Sentenze di lavoro

Licenziamento in tronco per invio di video erotico da mail aziendale

Secondo il Tribunale di Ravenna è legittimo il licenziamento di un lavoratore bancario che abbia inviato ad una collega un video erotico contenente immagini di altra collega. Tale condotta, viene argomentato, integra la giusta causa di licenziamento. Nello specifico, un impiegato di banca aveva deciso di inviare ad una collega – da poco conosciuta nel corso di un meeting aziendale e con cui non aveva mai interagito nel corso del rapporto di lavoro – un video, chiedendole di scaricarlo al posto suo, non riuscendo (lui) a visualizzarlo. Il contenuto della clip in questione ritraeva le immagini e dei video di un’altra collega, nuda ed in pose erotiche. La ricevente ha ragionevolmente ritenuto di dover segnalare il fatto alla direzione aziendale, la quale, una volta predisposta la dovuta istruttoria ed effettuata la contestazione di rito, ha proceduto al licenziamento del lavoratore, in tronco e per giusta causa. Un tal fatto costituisce una palese violazione del c.d. “minimo etico” e viola le più elementari regole di civile convivenza tra colleghi di lavoro.

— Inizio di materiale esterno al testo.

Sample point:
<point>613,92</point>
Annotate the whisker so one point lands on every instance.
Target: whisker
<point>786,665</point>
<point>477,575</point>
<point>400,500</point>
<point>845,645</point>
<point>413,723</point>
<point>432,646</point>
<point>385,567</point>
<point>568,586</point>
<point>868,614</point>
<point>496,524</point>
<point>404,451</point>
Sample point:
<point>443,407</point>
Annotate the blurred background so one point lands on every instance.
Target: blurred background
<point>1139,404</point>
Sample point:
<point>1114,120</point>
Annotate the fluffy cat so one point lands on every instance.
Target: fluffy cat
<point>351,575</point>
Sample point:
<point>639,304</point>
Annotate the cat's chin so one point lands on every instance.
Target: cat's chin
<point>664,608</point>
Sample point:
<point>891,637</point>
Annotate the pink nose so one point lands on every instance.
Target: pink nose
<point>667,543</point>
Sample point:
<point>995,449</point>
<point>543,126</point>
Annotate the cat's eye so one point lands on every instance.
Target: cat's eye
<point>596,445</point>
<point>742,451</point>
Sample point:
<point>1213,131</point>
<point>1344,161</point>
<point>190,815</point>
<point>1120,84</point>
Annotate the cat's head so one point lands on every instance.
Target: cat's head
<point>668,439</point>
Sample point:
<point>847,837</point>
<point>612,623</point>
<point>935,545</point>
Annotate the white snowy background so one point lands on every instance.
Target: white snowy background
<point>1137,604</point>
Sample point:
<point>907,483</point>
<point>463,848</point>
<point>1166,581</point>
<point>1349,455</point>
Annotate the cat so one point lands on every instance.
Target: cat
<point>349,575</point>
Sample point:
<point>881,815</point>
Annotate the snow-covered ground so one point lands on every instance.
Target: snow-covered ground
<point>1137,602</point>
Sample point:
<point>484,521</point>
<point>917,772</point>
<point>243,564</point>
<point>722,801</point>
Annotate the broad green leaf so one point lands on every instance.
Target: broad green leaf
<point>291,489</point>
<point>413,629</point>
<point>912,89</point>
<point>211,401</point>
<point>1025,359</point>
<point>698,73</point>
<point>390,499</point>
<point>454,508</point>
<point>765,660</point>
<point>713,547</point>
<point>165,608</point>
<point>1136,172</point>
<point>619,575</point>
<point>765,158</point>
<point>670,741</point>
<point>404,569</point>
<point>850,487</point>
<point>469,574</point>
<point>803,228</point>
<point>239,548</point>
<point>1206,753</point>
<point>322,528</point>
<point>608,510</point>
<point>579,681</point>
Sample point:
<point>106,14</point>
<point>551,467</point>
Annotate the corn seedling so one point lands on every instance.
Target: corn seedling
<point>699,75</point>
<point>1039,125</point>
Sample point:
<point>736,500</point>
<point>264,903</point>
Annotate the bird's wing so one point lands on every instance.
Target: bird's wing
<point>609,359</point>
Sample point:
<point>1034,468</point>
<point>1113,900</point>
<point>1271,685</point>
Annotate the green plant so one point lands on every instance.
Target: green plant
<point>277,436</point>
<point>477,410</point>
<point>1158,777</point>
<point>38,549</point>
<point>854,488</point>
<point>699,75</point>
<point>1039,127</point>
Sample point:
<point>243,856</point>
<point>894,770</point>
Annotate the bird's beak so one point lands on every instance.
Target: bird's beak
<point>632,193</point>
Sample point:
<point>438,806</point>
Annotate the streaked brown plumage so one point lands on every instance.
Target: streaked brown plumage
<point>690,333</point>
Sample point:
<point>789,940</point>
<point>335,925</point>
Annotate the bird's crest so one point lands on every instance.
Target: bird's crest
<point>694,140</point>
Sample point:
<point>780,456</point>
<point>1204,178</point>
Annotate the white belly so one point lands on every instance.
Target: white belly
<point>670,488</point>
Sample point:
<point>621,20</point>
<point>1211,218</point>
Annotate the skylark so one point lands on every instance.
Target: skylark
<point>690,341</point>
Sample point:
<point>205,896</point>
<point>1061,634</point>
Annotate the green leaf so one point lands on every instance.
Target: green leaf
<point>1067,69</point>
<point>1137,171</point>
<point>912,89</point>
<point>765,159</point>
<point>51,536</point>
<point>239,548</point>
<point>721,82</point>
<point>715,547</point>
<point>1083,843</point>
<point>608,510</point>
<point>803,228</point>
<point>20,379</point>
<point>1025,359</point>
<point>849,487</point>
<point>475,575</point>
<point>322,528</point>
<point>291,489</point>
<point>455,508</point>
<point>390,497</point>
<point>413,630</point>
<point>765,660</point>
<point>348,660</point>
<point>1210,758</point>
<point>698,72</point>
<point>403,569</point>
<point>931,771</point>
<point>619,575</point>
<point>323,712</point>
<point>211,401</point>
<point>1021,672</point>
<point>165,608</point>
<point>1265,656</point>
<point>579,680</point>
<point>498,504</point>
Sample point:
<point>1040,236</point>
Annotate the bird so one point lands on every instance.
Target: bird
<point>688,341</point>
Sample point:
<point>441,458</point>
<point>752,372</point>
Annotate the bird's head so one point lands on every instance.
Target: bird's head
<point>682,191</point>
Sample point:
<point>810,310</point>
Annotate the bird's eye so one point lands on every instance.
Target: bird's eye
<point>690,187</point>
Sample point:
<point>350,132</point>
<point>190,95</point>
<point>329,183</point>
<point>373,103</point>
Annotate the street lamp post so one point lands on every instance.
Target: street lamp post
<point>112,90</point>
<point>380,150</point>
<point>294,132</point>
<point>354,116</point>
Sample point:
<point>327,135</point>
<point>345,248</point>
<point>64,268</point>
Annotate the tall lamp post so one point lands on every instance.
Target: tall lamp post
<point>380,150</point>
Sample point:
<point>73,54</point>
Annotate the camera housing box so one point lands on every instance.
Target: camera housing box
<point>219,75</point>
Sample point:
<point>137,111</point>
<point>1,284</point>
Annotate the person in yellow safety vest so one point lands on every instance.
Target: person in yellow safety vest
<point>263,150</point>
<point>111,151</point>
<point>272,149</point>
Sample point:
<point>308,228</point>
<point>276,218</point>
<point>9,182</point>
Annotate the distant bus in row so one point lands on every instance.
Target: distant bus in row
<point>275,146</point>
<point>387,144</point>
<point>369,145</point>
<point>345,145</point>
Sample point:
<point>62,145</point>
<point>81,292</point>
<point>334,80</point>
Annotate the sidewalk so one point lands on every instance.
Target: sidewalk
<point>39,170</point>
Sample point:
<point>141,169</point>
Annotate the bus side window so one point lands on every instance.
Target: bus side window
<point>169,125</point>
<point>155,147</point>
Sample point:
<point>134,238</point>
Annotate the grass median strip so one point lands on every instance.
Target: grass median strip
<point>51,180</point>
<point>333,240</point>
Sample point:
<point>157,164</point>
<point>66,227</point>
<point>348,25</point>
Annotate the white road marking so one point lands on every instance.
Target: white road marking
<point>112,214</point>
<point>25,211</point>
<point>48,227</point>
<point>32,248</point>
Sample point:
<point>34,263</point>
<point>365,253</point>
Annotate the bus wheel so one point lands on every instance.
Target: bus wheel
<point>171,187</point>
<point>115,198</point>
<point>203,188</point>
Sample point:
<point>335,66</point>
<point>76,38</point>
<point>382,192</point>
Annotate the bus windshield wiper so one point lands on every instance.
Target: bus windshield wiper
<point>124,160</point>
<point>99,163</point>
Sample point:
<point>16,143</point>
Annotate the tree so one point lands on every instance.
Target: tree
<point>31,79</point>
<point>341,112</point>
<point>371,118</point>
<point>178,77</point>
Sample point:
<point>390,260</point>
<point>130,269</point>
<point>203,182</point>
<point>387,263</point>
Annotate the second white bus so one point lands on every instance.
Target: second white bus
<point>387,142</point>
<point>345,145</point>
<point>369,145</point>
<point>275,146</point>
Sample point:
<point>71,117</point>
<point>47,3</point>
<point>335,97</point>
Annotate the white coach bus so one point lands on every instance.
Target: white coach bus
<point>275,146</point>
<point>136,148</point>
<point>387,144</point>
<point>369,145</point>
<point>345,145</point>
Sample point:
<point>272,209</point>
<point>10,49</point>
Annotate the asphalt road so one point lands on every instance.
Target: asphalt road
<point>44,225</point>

Tribunale di Ravenna, Sentenza n.86/2026

 

Impiegata contabile vittima di phishing crea un danno all’azienda: licenziata

La Corte di cassazione ha confermato la legittimità del licenziamento per giusta causa intimato a un’impiegata amministrativa addetta alla contabilità che aveva disposto un bonifico estero su richiesta pervenuta via e-mail, rivelata si una truffa di phishing, senza effettuare le necessarie verifiche. I giudici di merito avevano accertato una grave negligenza, valorizzando l’esperienza professionale della lavoratrice e la prevedibilità degli indici di anomalia della richiesta di pagamento. La Suprema Corte ha ritenuto irrilevante la dedotta mancanza di formazione specifica sulle frodi informatiche, ribadendo che la diligenza esigibile ex art. 2104 c.c. va parametrata alle mansioni svolte e che le tipizzazioni disciplinari del Ccnl non precludono il licenziamento ove la condotta, per gravità e danno arrecato, comprometta il vincolo fiduciario ai sensi dell’art. 2119 c.c.